Our life settlements provider client entered into an agreement to serve as the exclusive source of life-settlement assets for a hedge fund wishing to enter this lucrative space. Several years later, the hedge fund breached the agreement – not once but twice – by sourcing life-settlement assets elsewhere and failing to pay required monthly service fees and annual profit share. After the second breach, the hedge fund went into bankruptcy.

Phase One of our representation was fairly routine. We initiated an action against the hedge fund in the Southern District of New York that promptly resulted in our client’s recovery of over $1 million of overdue monthly service fees and profit share and a reaffirmation of the hedge fund’s obligations going forward.

Phase Two proved more complicated. By the time the hedge fund breached again three years later it was facing severe financial difficulties.
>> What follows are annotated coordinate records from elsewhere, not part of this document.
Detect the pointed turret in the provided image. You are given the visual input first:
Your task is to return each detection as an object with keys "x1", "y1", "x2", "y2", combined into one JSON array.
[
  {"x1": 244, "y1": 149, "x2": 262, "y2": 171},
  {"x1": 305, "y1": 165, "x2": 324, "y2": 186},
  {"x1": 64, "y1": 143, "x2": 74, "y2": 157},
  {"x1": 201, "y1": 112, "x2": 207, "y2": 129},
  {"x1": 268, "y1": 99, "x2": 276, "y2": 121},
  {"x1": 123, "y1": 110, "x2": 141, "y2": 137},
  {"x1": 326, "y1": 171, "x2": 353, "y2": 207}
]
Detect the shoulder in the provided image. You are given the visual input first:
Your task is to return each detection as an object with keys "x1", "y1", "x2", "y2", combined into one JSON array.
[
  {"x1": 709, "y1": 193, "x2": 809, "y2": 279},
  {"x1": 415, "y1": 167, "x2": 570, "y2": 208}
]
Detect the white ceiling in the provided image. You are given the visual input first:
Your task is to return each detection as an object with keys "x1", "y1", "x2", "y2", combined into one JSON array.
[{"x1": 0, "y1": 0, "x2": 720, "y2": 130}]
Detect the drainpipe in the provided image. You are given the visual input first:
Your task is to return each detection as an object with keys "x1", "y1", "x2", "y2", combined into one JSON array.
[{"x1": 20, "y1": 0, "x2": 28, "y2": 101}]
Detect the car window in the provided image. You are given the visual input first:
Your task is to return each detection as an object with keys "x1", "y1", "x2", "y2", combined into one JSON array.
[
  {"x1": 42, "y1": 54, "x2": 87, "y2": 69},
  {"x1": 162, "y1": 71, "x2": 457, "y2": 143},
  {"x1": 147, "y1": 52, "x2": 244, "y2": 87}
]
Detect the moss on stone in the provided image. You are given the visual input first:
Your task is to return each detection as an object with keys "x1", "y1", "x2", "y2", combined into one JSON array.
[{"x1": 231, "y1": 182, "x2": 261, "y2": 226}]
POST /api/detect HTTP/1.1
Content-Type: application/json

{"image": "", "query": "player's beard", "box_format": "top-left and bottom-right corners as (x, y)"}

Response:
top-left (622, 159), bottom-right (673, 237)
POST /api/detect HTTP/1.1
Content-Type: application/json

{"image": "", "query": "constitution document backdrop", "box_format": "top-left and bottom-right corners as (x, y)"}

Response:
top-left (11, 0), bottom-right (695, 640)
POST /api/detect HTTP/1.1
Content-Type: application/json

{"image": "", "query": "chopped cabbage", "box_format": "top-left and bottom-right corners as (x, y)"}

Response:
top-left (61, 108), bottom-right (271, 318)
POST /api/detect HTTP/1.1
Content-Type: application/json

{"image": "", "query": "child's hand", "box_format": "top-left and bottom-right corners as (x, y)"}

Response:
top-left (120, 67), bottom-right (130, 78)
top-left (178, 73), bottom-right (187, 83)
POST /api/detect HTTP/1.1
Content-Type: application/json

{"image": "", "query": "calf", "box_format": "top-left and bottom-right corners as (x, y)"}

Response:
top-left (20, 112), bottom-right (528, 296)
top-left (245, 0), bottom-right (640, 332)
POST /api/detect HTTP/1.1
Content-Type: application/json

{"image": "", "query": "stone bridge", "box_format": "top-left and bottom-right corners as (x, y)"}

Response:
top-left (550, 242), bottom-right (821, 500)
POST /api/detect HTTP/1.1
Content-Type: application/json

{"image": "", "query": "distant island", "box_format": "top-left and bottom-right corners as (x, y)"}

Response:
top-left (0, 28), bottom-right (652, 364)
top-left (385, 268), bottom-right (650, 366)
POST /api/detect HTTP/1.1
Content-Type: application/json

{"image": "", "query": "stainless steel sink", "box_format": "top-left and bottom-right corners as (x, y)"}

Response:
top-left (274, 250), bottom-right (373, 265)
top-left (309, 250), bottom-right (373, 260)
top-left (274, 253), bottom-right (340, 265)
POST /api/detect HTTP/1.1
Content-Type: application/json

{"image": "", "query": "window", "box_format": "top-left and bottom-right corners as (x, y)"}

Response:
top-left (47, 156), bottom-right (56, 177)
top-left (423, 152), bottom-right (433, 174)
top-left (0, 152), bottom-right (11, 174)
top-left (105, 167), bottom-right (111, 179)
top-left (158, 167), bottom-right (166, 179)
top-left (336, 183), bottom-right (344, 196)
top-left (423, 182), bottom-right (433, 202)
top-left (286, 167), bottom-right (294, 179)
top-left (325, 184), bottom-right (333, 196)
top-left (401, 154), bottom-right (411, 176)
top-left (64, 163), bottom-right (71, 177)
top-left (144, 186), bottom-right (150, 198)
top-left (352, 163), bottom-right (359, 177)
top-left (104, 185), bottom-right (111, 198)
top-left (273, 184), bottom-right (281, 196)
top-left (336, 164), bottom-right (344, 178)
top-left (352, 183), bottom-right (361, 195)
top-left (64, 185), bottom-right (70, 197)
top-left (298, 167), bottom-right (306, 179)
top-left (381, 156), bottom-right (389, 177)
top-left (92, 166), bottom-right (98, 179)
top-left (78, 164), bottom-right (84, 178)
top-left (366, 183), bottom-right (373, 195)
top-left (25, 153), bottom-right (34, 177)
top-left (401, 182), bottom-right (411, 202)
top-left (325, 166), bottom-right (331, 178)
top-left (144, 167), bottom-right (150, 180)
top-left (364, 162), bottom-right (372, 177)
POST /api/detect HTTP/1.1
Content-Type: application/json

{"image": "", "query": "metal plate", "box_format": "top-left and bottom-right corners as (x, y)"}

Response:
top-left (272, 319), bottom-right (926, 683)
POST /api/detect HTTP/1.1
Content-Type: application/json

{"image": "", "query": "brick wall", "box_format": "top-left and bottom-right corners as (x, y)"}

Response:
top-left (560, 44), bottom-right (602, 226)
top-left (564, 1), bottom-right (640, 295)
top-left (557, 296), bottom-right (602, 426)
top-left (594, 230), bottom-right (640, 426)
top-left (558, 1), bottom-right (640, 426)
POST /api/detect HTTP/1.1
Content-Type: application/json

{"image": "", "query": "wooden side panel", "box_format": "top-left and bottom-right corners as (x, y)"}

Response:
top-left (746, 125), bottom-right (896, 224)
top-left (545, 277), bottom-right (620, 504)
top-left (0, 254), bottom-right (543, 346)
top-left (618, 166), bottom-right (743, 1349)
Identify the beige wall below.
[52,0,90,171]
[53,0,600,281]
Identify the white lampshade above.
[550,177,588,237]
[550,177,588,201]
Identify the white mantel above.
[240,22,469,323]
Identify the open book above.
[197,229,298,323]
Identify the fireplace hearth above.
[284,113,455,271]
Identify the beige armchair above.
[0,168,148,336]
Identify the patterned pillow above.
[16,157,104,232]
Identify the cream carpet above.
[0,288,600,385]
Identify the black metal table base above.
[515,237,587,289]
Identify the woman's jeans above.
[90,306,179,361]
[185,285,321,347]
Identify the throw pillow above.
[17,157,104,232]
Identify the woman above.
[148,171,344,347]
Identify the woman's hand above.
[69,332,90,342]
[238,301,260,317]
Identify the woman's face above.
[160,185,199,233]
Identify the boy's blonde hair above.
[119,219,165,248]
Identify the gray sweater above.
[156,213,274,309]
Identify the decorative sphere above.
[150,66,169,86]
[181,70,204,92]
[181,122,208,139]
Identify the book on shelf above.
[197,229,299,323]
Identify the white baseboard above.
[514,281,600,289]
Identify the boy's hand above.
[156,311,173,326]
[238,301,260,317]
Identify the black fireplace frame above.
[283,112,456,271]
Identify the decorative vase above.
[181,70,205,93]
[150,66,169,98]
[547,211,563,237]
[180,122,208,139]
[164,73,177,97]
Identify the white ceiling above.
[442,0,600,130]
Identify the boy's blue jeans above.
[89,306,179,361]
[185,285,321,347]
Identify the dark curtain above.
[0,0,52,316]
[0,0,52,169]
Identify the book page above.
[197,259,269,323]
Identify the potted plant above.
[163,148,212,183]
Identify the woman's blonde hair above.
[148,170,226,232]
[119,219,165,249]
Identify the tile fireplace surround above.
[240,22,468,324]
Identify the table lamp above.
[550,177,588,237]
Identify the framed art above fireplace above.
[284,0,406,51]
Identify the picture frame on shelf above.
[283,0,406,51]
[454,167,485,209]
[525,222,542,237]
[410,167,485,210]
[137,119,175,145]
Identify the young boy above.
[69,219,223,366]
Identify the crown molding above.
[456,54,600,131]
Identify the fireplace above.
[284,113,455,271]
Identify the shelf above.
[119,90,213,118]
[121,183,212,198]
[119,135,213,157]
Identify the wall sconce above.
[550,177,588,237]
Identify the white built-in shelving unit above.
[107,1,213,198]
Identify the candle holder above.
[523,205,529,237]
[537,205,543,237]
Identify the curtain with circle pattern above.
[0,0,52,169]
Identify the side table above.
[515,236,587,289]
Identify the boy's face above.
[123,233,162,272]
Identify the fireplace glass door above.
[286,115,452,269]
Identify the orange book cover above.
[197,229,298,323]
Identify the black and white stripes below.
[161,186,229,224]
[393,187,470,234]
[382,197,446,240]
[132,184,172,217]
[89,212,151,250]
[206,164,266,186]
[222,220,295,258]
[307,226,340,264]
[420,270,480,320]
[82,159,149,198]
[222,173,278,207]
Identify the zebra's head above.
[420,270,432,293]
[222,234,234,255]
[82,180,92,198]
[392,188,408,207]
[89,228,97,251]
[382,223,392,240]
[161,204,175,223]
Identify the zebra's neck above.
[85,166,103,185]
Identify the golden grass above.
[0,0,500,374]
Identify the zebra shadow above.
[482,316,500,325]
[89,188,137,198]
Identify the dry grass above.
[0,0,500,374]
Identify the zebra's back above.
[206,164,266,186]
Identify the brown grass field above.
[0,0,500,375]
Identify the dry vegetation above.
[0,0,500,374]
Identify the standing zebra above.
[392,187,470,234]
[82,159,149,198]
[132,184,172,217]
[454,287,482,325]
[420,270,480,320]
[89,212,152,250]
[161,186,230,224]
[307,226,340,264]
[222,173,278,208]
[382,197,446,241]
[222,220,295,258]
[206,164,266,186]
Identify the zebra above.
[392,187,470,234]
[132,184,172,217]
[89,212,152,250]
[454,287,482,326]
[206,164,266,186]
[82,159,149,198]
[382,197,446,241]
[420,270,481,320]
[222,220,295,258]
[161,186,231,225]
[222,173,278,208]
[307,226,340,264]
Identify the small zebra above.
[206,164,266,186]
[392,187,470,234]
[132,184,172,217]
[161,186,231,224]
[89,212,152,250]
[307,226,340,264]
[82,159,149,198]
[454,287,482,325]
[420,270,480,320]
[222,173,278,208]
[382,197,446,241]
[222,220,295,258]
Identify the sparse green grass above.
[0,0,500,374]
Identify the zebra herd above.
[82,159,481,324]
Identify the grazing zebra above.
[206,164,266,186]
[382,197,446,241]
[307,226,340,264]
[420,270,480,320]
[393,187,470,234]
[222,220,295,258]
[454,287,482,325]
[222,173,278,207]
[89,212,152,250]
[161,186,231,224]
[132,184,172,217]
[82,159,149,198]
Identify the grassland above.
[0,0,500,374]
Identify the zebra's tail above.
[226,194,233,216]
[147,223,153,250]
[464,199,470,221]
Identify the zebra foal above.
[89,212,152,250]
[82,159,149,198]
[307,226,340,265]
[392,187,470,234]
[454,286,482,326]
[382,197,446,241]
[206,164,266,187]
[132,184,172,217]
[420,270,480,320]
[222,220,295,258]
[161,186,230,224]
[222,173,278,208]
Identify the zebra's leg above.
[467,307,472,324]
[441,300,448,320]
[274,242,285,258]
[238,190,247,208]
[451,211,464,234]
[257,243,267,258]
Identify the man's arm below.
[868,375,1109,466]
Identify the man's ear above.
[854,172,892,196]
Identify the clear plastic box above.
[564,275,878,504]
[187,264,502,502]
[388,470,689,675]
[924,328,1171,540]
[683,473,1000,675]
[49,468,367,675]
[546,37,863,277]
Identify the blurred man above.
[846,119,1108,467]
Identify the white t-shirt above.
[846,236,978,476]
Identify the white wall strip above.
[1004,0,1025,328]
We again filed a complaint in the Southern District, this time seeking damages of approximately $1.5 million in service fees and $1 million in profit share. Unfortunately, our unsecured claims were dwarfed by the claims of the hedge fund affiliates’ secured creditors amounting to hundreds of millions of dollars. Shortly after the initiation of our action, the hedge fund and its affiliates filed Chapter 11 petitions in the United States Bankruptcy Court in Delaware. Rather than throwing in the towel, we brought top tier bankruptcy counsel in as consultants, filed proofs of claim and undertook an analysis to determine how our client could navigate around the claims of the secured creditors. Among the complex issues involved in the Chapter 11 proceeding were the valuation of the life settlements assets in the debtors’ portfolio and the financial interrelationships of the debtors. After analyzing the debtors’ schedules, we determined that the entities owing money to our client were merely subsidiaries or affiliates of the entities with the huge secured debts. In addition, we determined that our debtors’ assets couldn’t be distributed upstream until our client’s claims were resolved. This meant that if the debtors’ objection to our claims failed, our debtors would be required to pay our claims in full, despite the fact that the claims were unsecured, and despite the fact that they represented only a small fraction of the aggregate debts of the debtors. This gave us considerable leverage and brought the debtors’ counsel to the table. However, the secured creditors were another story. Faced with an anticipated recovery of only pennies on the dollar, believing that they had been defrauded by the debtors’  principals, and regarding anyone associated with the life settlements space as by definition a scoundrel, the secured creditors adamantly insisted that our client’s claim would be quickly rejected at trial.

Result

They were wrong. On the first day of trial the Court denied the debtors’ motion to dismiss. The following day, after hearing our client’s testimony and watching the cross-examinations of the debtors’ officials from the gallery, the secured creditors agreed that the case could be settled by means of the payment of in excess of $2 million to our client, representing the recovery of approximately 80 percent of its claim. No other unsecured creditor received anything close to this percentage of its claim.